8: It’s Love
Guys, I know it’s only been a month, but I think it’s time to go ring shopping. It might sound fast to some people, but I’ve just never felt this way before.
It started with the little things. Tea as the sun rose up over my deck. A made bed without a still sleeping me in it. Hair. Makeup. Adult dress wear-- that’s right, even pants.
Morning Ritual, I vow to comfort and keep you, and do all of the other things that a vow would list that I neither remember nor care to look up.
I know there are skeptics out there that don’t believe in a love like this. That think there can’t be anything more than sweatpants and whatever’s left in the dry shampoo can. As someone who only a month ago would’ve told you I’d rather Winnie the Pooh it than try to wiggle and kick my way into a cold pair of jeans in the morning, I understand your disbelief.
If I’m tired, why would sleeping in less help me feel more awake?
This is definitely the hardest one for me to commit to. Morning Ritual may be my healthiest relationship, but sleep will always be my oldest and greatest love. I feel the same way about chocolate, but I think I’ve gotten to the point where if someone offered me a Halloween sized bag of Crunch bars or one bar of deep, smooth chocolate, I’d pick the latter. The same logic applies. I could sleep in for an extra hour, but when my alarm blares at me and my next thought is that I have to be on my computer now, my needs can wait, how I feel can wait, then I spend my whole day with me in the background playing catch up to being a person.
For anyone reading this thinking, well that’s why I set multiple alarms to ease myself into the morning, a study by The Sleep Health Foundation shows that having multiple alarms to wake us up just so we can go back to sleep is actually not very good for our brains or sleep quality. And that’s exactly what it comes down to; quality over quantity. By getting a little less sleep, I spend my whole day more relaxed, more in my own body, more committed to the waking world, ultimately leading to a much better night’s sleep.
Why would being in less comfortable or cozy clothes make me feel better?
There really is something magical about getting into a pair of sweats, maybe an old broken in sweater and some slippers, and feeling held together by warmth and softness. But that magic loses its power a bit when I wake up in that cozy feeling, spend the day in it, and then have another night in it. It’s like carrying night time Alli with me all the time, as great as she is, she is not nearly as productive or put together as day time Alli can be. Because that same magical cozy clothes feeling I get, I can get from my nicer clothes too.
By making myself look nice and ready for the day, I feel that much nicer, that much more ready. I’m tricking my brain because she means well, but she doesn’t work all that great at providing the nice/ready feeling on her own. The same thing applies for hair and make up. It makes my mornings more fun to treat myself to a little lipstick or try a new hairstyle out.

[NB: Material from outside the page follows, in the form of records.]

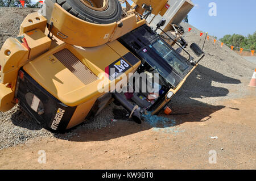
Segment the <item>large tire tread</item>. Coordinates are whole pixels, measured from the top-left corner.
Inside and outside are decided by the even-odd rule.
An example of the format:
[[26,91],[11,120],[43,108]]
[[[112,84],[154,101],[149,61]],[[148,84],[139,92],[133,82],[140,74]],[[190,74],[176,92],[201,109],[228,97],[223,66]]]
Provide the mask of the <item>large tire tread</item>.
[[109,0],[108,9],[102,11],[92,10],[83,5],[79,0],[52,0],[65,10],[78,18],[96,24],[109,24],[119,21],[122,10],[118,0]]

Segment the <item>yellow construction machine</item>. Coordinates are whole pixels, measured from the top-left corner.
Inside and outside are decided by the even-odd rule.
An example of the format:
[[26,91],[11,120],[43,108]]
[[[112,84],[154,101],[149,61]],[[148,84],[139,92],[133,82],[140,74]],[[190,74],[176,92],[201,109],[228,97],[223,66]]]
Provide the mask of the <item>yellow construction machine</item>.
[[[28,14],[0,51],[0,111],[18,104],[42,126],[63,132],[113,100],[138,123],[142,113],[165,108],[204,56],[195,44],[198,60],[185,50],[179,26],[193,5],[133,1],[46,0]],[[138,88],[141,74],[151,85],[158,78],[153,92]]]

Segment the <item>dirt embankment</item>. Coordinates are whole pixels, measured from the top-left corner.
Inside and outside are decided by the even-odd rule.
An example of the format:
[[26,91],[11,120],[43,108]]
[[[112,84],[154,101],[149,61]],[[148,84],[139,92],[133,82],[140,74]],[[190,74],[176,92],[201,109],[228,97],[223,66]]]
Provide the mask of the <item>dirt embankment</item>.
[[[0,46],[35,10],[0,9]],[[202,46],[201,31],[182,26],[189,44]],[[174,113],[188,115],[160,114],[142,125],[113,123],[123,110],[111,104],[94,120],[53,134],[15,107],[0,113],[0,168],[255,169],[256,94],[247,86],[255,64],[210,41],[204,50],[205,57],[170,103]],[[45,165],[37,161],[39,150],[46,151]],[[211,150],[216,164],[208,162]]]

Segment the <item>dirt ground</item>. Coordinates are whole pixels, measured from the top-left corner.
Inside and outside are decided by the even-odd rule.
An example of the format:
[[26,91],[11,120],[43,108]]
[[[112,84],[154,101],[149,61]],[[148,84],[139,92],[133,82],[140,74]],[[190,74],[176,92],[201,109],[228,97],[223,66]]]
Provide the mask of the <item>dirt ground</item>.
[[[0,9],[0,47],[36,10]],[[182,26],[186,40],[202,45],[202,31]],[[0,169],[256,169],[256,89],[247,86],[255,64],[210,41],[204,50],[169,105],[185,115],[148,116],[141,125],[111,122],[114,112],[123,112],[110,105],[92,123],[59,135],[18,108],[0,113]],[[216,163],[209,161],[213,153]]]
[[[174,113],[189,114],[168,116],[166,125],[118,120],[70,140],[39,138],[1,150],[0,168],[255,169],[255,107],[256,97],[250,96],[217,106],[177,108]],[[38,162],[40,150],[46,163]],[[209,163],[210,150],[216,163]]]

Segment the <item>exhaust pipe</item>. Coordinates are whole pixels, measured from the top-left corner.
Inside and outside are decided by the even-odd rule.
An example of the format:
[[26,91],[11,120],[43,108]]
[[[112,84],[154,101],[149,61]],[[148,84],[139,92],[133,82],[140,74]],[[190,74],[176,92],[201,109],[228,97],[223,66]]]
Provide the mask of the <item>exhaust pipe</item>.
[[[134,108],[134,106],[131,104],[126,98],[122,94],[117,92],[112,93],[113,98],[118,101],[129,113],[131,113]],[[141,113],[136,109],[131,115],[132,119],[138,124],[141,124]]]

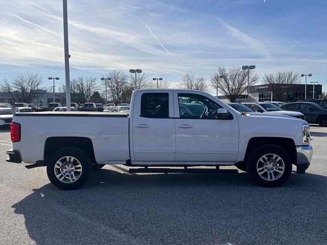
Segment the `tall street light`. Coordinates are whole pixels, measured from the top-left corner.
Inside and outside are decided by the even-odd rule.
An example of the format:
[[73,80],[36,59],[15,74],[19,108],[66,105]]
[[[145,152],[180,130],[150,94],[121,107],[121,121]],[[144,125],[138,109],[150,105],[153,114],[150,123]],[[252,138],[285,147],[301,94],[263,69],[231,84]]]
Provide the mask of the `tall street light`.
[[161,78],[153,78],[152,79],[152,80],[153,80],[153,81],[157,80],[157,88],[159,88],[159,84],[158,84],[158,81],[159,80],[160,80],[160,81],[162,81],[162,79]]
[[242,70],[247,70],[247,102],[249,101],[249,83],[250,83],[250,70],[255,69],[255,65],[243,65],[242,67]]
[[142,73],[142,70],[141,69],[131,69],[129,70],[131,73],[135,73],[135,89],[137,89],[137,83],[136,83],[136,73]]
[[49,80],[52,80],[53,79],[53,102],[55,102],[55,79],[56,80],[59,80],[59,78],[52,78],[49,77],[48,78]]
[[307,100],[307,77],[311,77],[312,74],[301,74],[301,77],[306,77],[306,85],[305,86],[305,100]]
[[111,80],[111,78],[100,78],[100,79],[102,81],[103,80],[105,81],[104,83],[106,86],[106,104],[107,104],[107,102],[108,102],[108,100],[107,100],[107,81],[110,81]]
[[318,83],[318,82],[310,82],[310,83],[313,83],[313,94],[312,95],[312,99],[313,100],[315,99],[315,83]]

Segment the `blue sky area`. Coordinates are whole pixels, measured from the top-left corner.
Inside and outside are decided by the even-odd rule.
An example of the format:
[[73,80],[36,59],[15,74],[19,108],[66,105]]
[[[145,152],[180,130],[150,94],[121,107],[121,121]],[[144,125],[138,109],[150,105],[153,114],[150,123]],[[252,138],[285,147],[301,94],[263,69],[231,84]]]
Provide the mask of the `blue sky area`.
[[[0,4],[0,80],[64,83],[62,1]],[[254,64],[261,76],[312,73],[327,90],[325,0],[68,0],[68,14],[72,79],[140,68],[173,87],[189,71],[208,81],[219,66]]]

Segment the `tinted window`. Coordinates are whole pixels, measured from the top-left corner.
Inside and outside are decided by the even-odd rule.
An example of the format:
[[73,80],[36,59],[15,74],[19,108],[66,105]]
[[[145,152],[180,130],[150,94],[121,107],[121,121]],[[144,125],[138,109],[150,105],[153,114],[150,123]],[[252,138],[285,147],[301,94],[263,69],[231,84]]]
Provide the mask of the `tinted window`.
[[169,117],[168,93],[146,93],[141,97],[141,115],[144,117]]
[[217,110],[222,108],[209,99],[195,93],[178,93],[178,103],[181,118],[217,118]]
[[287,109],[297,109],[297,104],[290,104],[287,106]]

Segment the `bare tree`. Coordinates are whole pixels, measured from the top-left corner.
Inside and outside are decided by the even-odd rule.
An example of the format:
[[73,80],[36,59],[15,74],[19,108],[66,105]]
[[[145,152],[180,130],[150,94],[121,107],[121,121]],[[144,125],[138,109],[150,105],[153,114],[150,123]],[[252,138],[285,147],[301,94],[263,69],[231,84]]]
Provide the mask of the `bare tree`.
[[209,88],[208,84],[203,77],[196,77],[195,74],[192,71],[186,73],[182,78],[182,81],[178,87],[184,89],[195,89],[207,91]]
[[[249,86],[254,84],[258,78],[255,71],[250,70]],[[234,102],[246,90],[247,81],[247,70],[238,67],[228,69],[220,67],[212,76],[211,85],[214,88],[218,87],[230,102]]]
[[11,82],[5,79],[2,90],[18,102],[30,103],[38,96],[38,89],[43,88],[42,78],[37,74],[20,75],[12,79]]
[[158,80],[157,84],[157,80],[151,80],[148,84],[149,88],[168,88],[170,84],[167,82],[167,79],[165,80]]
[[79,104],[89,100],[91,95],[98,88],[96,78],[78,77],[71,83],[72,101]]
[[264,83],[269,87],[276,101],[282,101],[283,95],[299,83],[300,75],[293,71],[277,71],[275,74],[265,74],[263,79]]
[[129,87],[127,75],[122,70],[113,70],[106,77],[111,79],[107,84],[113,102],[119,104],[122,102],[124,90]]
[[130,73],[129,84],[134,89],[147,88],[149,87],[148,83],[148,76],[145,73],[136,73],[136,83],[135,82],[135,74]]

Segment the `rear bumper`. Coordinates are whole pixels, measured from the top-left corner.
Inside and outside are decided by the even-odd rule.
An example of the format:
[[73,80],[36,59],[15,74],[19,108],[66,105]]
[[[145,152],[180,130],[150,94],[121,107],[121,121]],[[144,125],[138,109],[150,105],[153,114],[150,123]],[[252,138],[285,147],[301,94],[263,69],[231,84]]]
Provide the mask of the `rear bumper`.
[[296,173],[304,174],[310,165],[310,161],[313,155],[313,150],[311,145],[296,146]]
[[9,155],[9,158],[6,159],[7,162],[15,163],[20,163],[21,162],[20,155],[17,151],[10,149],[8,150],[6,153]]

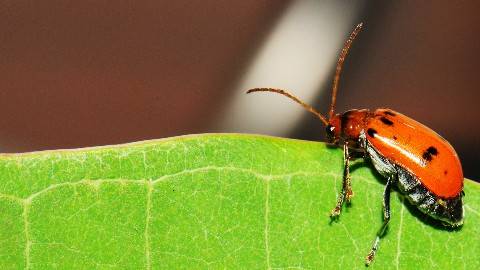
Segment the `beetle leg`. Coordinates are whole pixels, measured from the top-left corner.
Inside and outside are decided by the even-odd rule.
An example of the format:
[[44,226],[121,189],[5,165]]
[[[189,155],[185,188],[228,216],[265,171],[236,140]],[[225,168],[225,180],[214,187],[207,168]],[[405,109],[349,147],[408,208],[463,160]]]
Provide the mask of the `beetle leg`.
[[342,211],[343,202],[346,200],[350,203],[353,196],[352,181],[350,180],[350,155],[348,153],[348,145],[343,145],[343,180],[342,191],[338,194],[337,205],[333,208],[330,214],[331,218],[338,217]]
[[392,180],[388,178],[387,184],[385,185],[385,191],[383,192],[383,224],[380,227],[380,230],[377,232],[377,236],[375,237],[375,241],[373,241],[372,249],[368,253],[367,257],[365,258],[365,264],[368,266],[372,263],[373,259],[375,258],[375,253],[377,252],[378,245],[380,244],[380,237],[383,236],[385,233],[385,229],[388,226],[388,222],[390,221],[390,190],[392,187]]

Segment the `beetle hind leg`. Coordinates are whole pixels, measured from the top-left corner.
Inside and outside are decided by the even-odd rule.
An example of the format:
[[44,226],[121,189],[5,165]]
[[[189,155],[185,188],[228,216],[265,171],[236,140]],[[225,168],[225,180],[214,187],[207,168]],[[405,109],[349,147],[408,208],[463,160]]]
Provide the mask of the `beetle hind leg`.
[[348,145],[343,145],[343,180],[342,191],[338,194],[337,205],[333,208],[330,217],[337,218],[342,211],[343,203],[346,201],[350,204],[353,197],[352,181],[350,179],[350,155],[348,153]]
[[377,236],[373,241],[372,248],[368,253],[367,257],[365,258],[365,264],[368,266],[372,263],[373,259],[375,258],[375,253],[378,250],[378,246],[380,244],[380,237],[383,236],[385,230],[387,229],[388,222],[390,221],[390,190],[392,187],[392,180],[388,178],[387,184],[385,185],[385,191],[383,192],[383,224],[380,227],[380,230],[377,232]]

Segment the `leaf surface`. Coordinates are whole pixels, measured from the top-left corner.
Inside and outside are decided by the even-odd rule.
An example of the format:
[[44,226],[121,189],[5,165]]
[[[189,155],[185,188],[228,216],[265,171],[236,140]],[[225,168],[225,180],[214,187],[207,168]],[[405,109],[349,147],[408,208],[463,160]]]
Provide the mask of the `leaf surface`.
[[[363,269],[384,179],[342,152],[255,135],[0,155],[0,269]],[[371,269],[480,269],[480,186],[446,230],[392,192]]]

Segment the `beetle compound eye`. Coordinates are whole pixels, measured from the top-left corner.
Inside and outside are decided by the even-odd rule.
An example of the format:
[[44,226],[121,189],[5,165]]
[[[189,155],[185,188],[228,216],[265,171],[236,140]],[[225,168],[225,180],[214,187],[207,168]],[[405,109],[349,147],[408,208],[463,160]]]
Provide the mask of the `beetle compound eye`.
[[328,124],[326,127],[325,127],[325,132],[327,133],[327,137],[329,139],[333,139],[335,137],[335,127]]

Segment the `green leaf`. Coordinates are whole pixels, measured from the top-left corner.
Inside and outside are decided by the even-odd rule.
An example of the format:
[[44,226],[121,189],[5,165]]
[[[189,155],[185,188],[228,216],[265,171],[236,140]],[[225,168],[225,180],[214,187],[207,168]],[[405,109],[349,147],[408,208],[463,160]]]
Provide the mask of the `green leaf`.
[[[340,220],[342,153],[323,143],[199,135],[0,155],[0,269],[365,268],[384,179],[359,160]],[[371,269],[480,269],[480,186],[445,230],[392,193]]]

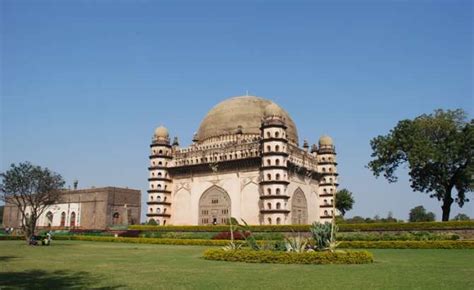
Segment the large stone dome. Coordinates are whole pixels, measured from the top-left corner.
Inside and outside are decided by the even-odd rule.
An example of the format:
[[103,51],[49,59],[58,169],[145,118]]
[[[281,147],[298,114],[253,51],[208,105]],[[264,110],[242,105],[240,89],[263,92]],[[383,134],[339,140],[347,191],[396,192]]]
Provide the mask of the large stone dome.
[[197,132],[198,142],[202,143],[211,137],[235,134],[241,130],[243,134],[260,135],[260,125],[265,108],[272,105],[281,110],[281,115],[288,126],[287,135],[292,143],[298,144],[298,132],[290,115],[270,100],[254,96],[242,96],[227,99],[207,113]]

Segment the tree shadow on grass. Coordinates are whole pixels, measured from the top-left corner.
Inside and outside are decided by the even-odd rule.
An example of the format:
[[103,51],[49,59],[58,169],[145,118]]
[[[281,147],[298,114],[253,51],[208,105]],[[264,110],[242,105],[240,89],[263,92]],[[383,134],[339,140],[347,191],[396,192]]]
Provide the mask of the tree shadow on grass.
[[16,258],[15,256],[0,256],[0,262],[8,262]]
[[87,272],[30,270],[0,273],[0,289],[117,289],[123,285],[96,287],[97,277]]

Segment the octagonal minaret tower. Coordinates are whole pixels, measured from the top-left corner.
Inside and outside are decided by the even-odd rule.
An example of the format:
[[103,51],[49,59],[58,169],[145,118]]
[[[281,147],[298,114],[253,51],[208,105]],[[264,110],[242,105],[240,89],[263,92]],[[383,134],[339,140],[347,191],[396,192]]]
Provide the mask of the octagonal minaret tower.
[[265,108],[261,125],[260,214],[262,224],[288,224],[288,138],[281,109]]
[[154,219],[158,225],[166,225],[171,217],[171,178],[167,169],[172,155],[169,134],[165,127],[156,128],[150,148],[147,217],[148,221]]
[[334,215],[337,215],[334,201],[338,186],[336,151],[331,137],[324,135],[319,139],[317,160],[318,172],[321,175],[319,181],[320,220],[329,222]]

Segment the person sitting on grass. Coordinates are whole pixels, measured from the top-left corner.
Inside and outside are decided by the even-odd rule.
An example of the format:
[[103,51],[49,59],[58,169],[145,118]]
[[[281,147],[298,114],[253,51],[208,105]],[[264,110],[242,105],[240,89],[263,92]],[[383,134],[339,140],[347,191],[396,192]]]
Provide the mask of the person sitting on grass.
[[35,235],[32,235],[32,236],[31,236],[29,245],[30,245],[30,246],[37,246],[37,245],[38,245],[38,241],[36,240],[36,236],[35,236]]

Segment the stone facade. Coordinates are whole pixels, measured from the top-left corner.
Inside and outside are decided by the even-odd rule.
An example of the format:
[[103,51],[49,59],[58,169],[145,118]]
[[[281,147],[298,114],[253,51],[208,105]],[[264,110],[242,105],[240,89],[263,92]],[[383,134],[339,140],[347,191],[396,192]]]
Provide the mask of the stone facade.
[[[37,226],[51,228],[106,229],[112,225],[140,223],[139,190],[117,187],[64,191],[61,200],[49,206]],[[3,225],[18,228],[21,214],[12,204],[5,204]]]
[[193,144],[155,130],[147,219],[159,225],[308,224],[333,217],[337,189],[332,139],[298,145],[294,122],[275,103],[243,96],[204,118]]

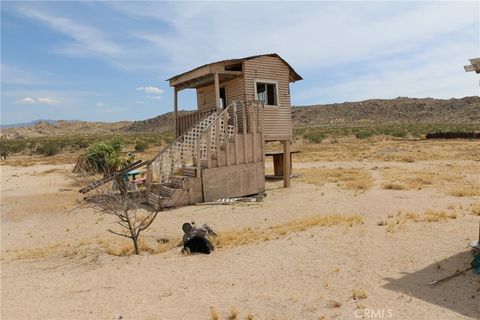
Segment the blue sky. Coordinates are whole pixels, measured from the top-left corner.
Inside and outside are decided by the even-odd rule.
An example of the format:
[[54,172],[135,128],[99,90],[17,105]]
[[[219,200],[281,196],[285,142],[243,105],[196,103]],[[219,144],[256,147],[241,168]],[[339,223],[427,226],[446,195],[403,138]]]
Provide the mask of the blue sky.
[[[479,2],[1,2],[1,123],[141,120],[165,79],[276,52],[294,105],[479,95]],[[193,90],[183,109],[195,108]]]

It’s these small steps that add up to something bigger and they definitely build on each other. If I get up at my first alarm, I’m more likely to make my bed. If I make my bed I’m more likely not to get back in it if maybe it’s too cold for changing to feel like an option. If I make myself a mug of tea, that kind of attention to my body makes me want to work out. If I work out, I’m more likely to shower. Shower means hair and make up. Hair and makeup mean cute outfit.
The best part about this long list is that even if I only do a few, even if I only do one, it feels like an accomplishment. I feel more committed to myself and that kind of self love stays with me the whole day.
For anyone that’s looking to try this and is maybe trying to take it slow or wondering what they’d like to start with, I do want to add a few notes here in case it makes getting started any easier.
Getting dressed-- even just changing into cuter sweats-- and doing up my hair/make up has definitely been the most effective strategy to get me up and moving (my theory is that I move around more because I’m feeling so good about how I look I want to flaunt it to my empty house).
My workouts were most effective in really raising my spirits when they were a little goofy (like include dancing), have a mini blast of cardio (also could be dancing), and end with a deeeep stretch (even if it’s quick and somehow also dancing).
I know I’ve said this a million times, but if staying out of bed is hard, make that bed! It truly helps so much because even if I sit down on my bed to work it doesn’t drag my energy down like getting under the covers.
Make it as witchy as possible!! I light incense or a candle, get my humidifier going-- really lean into a vibe that makes this not just mentally healthy, but genuinely fun.
Which brings me to my goal for this week:
Witchification! I’m going to try to find different ways to bring that into my mornings and will report of my findings next week.
And so goes my October microrisk! Since next Monday will be the last day of the month, I’ll be starting November’s then. Thus I am off with purpose and intention!